医学において病理学的な原因究明と疫学的な原因究明とが並んで行われるように、傷害の発生についても、事故発生プロセスに関する工学的・人間工学的解明と並んで疫学的な原因究明があり得るということを示したのは、米国高速道路局のエンジニアだったハドン()である。1960年代、米国では交通事故の増加が大きな社会問題となった。そこで、ハドンは交通事故対策を総合的に検討するための枠組みとして今日ハドンマトリックスとして知られる枠組みを提案した。これは事故発生前、事故発生時、事故発生後という時間軸を縦軸に、被害者としての人間、加害物としての自動車や設備、環境要因という傷害発生の諸要因を横軸にとった行列であり、事故発生過程を広くとらえる疫学的枠組み。この枠組みに基づき、ハドンはシートベルト着用などの諸対策を提案し、それらは大きな効果を挙げた。彼は一台の車両がそのライフサイクルを通じて傷害事故の当事者となる確率について、対人事故については30台に一台、搭乗者自身の事故については5台に1台という衝撃的なデータを示し、「衝突安全設計」の重要性を指摘した。これは米国の自動車技術会(SAE: Society of Automotive Engineers)のテキサス支部と地域医師会の合同会合で発表されたものであり、一枚のグラフも表もないが、報告が説得的なのは、要所で具体的な数字をあげ、自動車自体の改良に取り組むことの重要性が説かれていることである。疫学的な枠組みはそれまで疾病対策や公衆衛生の分野に限られていたが、ハドンによって事故にも拡張されたことにより、後にWHOも採用するようになった。
3. 全国的な傷害サーベイランス網を作りあげた米国
17世紀のグラントの時代、人々の人生は洗礼と埋葬が記録に残されるだけだった。しかし、現代に生きる我々が遭遇する事故や怪我は様々な形で記録されている。そして、これを活用することにより、日常生活における傷害の発生は実はかなり正確に把握することができる。
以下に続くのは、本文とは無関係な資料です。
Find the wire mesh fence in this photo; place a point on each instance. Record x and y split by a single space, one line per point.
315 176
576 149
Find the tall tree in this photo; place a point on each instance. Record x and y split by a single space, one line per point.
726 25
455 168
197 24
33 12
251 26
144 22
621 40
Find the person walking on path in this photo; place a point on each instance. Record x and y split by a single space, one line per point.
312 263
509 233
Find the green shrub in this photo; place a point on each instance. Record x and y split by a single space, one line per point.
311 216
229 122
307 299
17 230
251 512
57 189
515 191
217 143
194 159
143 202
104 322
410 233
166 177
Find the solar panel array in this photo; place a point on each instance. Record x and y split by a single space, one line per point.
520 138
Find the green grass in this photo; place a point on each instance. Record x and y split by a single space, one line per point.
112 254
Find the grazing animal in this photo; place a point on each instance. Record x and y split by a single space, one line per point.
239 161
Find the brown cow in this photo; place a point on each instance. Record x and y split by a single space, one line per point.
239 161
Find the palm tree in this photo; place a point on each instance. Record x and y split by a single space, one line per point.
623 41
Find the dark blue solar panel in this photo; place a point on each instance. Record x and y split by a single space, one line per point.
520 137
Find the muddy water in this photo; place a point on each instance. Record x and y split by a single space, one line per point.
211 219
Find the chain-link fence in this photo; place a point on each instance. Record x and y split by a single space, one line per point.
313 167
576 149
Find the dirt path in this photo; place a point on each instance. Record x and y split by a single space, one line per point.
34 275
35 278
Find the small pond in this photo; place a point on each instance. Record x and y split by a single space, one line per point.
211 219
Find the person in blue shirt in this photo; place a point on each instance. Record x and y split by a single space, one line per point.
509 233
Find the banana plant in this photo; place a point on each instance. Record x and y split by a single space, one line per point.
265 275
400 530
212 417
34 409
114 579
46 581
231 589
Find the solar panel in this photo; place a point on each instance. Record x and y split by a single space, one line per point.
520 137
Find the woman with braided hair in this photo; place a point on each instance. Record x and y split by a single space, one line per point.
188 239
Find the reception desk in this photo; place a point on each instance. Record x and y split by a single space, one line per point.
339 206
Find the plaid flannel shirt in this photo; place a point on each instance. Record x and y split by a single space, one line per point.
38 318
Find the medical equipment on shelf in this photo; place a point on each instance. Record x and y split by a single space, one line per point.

米国では1960年代に欠陥製品等に起因する事故が多発。これを受け、いち早く消費製品安全法Cosumer Product Safety Actが成立した。そして、労災事故、交通事故のみならず、生活空間(家庭内、余暇、学校等)における事故も含めて、その発生状況を体系的に把握するためのシステムとして全米電子傷害サーベイランスシステム(NEISS)が稼働を開始した。全国約6、000の救急病院から厳密な統計的サンプル設計に基づいて130病院を選び、コーディング・マニュアルに従った傷害データの収集と分析が始まった。(ちなみに、米国の政府統計は推測統計学を多用しており、全数調査はほとんど行わない。この点、悉皆調査の好きな日本と好対照である。)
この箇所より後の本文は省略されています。